What, he pondered, will we turn into?

The white thing was definitely closer to the shore now. It was enormous, the biggest thing he’d ever seen beside the island itself. He peered closer and saw with shock that there were creatures on it. Was it another island, floating up to theirs? More of the People clustered around him now, Chirt his sister and Tsit his brother, a dozen or more. They watched the white thing slide close to the shore, and the two creatures who rode it jumped down in the shallow water.

“They have arms like us,” said Tsit. “Arms and legs and hands.”

“It almost sounds like they’re laughing,” said Chirt. “Are they People?”

“They’re too big to be People,” said Tsit. “They’re as tall as the trees. And they have no hair on their bodies, only a tiny tuft on the tops of their heads.” He cocked his head to the side, watching closely. “Like leaves.”

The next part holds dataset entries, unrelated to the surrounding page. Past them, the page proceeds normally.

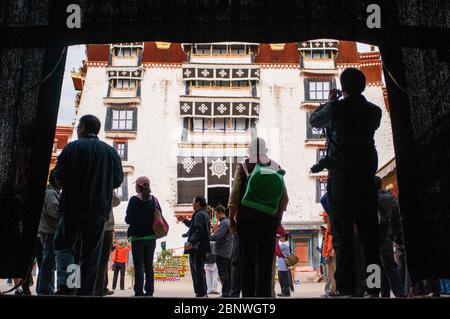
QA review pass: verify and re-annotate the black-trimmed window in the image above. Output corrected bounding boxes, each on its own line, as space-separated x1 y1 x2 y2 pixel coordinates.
105 107 137 132
316 179 327 203
306 112 325 140
115 174 128 202
212 45 228 55
114 47 138 57
231 117 250 131
112 79 139 89
303 50 331 59
230 46 246 55
316 148 327 163
113 141 128 161
192 117 211 132
213 117 227 132
305 79 334 101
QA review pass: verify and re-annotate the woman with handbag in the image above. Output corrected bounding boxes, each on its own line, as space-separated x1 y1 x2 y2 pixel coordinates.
125 176 161 297
277 234 291 297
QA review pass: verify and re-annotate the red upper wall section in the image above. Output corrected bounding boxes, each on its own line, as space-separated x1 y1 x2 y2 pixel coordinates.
255 43 300 63
142 42 187 63
86 44 109 62
83 41 381 86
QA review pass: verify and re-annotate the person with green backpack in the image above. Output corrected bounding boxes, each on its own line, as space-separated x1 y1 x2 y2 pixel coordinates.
228 138 289 297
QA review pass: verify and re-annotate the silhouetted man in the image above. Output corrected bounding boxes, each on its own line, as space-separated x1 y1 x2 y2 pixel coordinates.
228 138 289 297
178 196 211 298
310 68 381 297
209 206 233 297
55 115 123 295
375 176 406 298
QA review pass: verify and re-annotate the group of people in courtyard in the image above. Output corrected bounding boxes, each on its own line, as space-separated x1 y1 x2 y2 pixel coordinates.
4 68 448 298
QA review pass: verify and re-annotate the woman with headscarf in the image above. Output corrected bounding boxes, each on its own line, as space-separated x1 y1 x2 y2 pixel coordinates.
125 176 161 297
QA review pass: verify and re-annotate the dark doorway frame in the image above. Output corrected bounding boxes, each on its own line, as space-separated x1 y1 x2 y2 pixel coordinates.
0 0 450 279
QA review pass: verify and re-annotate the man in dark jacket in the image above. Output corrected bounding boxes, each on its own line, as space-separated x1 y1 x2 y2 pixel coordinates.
55 115 123 295
310 68 381 297
182 196 211 298
228 138 289 297
95 192 120 297
36 170 61 295
210 206 233 297
375 176 406 298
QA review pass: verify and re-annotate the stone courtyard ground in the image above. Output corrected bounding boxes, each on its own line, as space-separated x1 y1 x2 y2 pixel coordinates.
0 271 324 298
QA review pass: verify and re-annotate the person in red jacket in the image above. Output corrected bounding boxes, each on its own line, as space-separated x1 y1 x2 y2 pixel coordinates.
320 211 336 297
111 240 130 290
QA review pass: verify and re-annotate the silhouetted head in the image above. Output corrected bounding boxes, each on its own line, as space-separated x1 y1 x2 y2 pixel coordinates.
192 195 208 211
77 114 102 138
375 176 383 190
48 169 62 190
248 137 268 156
340 68 366 95
214 205 228 219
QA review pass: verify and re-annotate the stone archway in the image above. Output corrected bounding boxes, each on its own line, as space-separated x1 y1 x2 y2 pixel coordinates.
0 0 450 279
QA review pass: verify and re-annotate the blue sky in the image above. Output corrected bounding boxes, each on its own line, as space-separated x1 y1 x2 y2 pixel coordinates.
58 43 369 125
58 45 86 125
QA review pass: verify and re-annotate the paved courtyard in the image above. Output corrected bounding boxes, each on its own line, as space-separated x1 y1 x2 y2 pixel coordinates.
0 272 324 298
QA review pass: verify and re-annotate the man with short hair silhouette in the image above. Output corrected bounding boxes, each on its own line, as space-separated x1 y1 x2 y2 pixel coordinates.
310 68 381 297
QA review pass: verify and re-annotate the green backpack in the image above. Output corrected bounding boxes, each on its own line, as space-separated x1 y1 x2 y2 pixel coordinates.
241 162 285 215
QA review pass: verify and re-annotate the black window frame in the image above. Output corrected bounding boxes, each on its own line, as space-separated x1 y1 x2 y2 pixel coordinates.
306 112 325 140
105 107 138 132
115 173 128 202
316 179 328 203
316 148 327 163
113 141 128 161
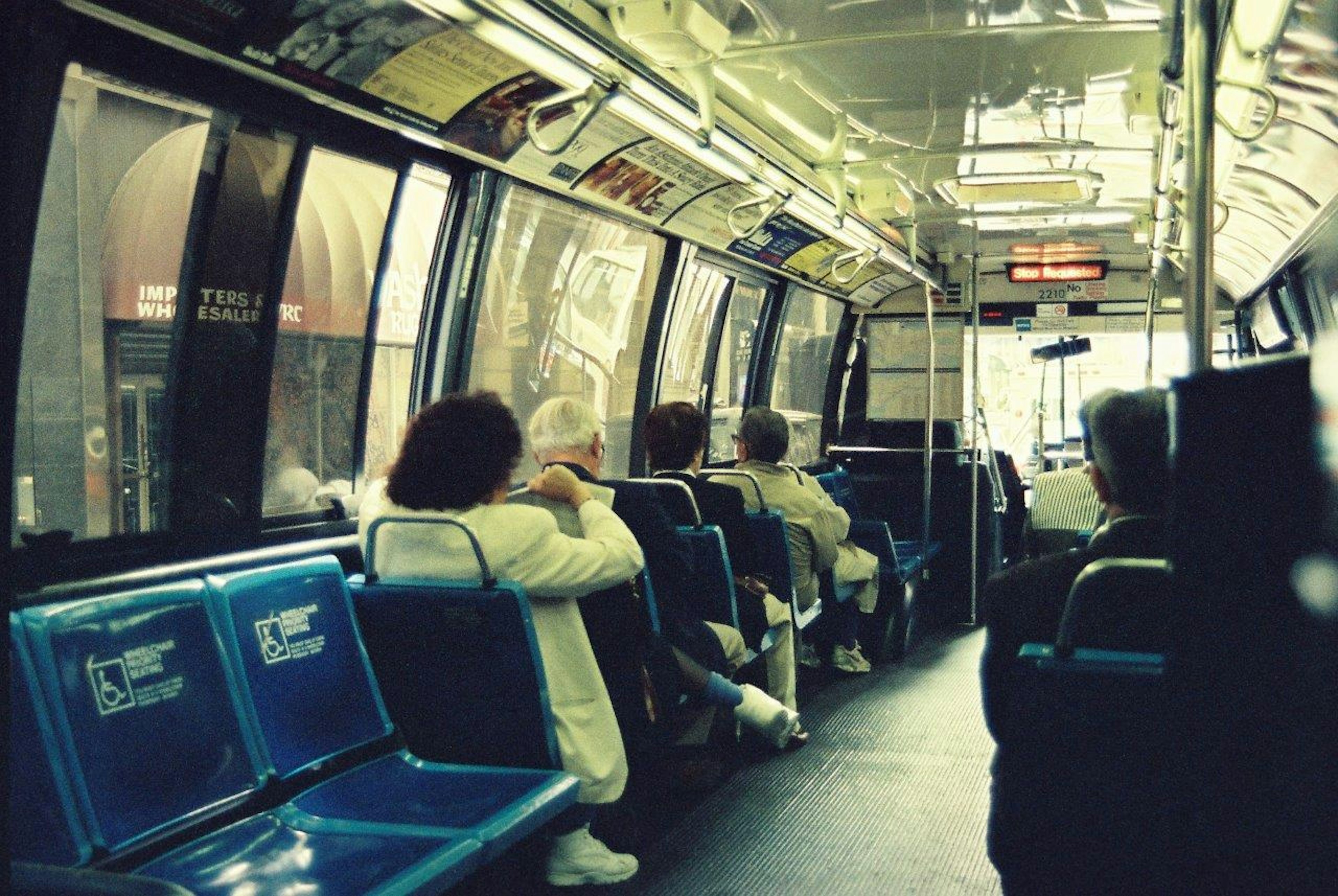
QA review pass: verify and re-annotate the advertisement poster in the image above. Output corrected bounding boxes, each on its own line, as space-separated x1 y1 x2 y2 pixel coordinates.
510 107 650 189
577 140 725 223
665 183 757 249
729 211 823 273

“I do not think they are trees,” said Chirt.

“Look what they carry,” said Ket, and the People grew silent. The creatures in the water were pulling objects out of the white thing now, miraculous things that none of the People had ever seen before, and yet Ket could not help but compare them to the spear in his hands. We built this, he thought. Did they build that? And that? Their objects made a massive pile on the sand. Who are these creatures that build such great things?

“I think that they are Gods,” said Ket.

Chirt’s sharp eyes looked at him. “What are Gods?”

“Gods are People,” said Ket, “only bigger, and smarter. They have everything the People have, but they have more of it. Their size is greater, and their deeds are greater.” He looked at the Gods’ hands, saw their fingers in the same shape as his own. He wiggled his fifth finger, the one that gripped against the other four. The one the animals didn’t have. He looked back up. “We should approach them,” he said. “We should ask them for their gifts. Perhaps, with their gifts, we could become like them.” He paused. “Perhaps that is why they are here.”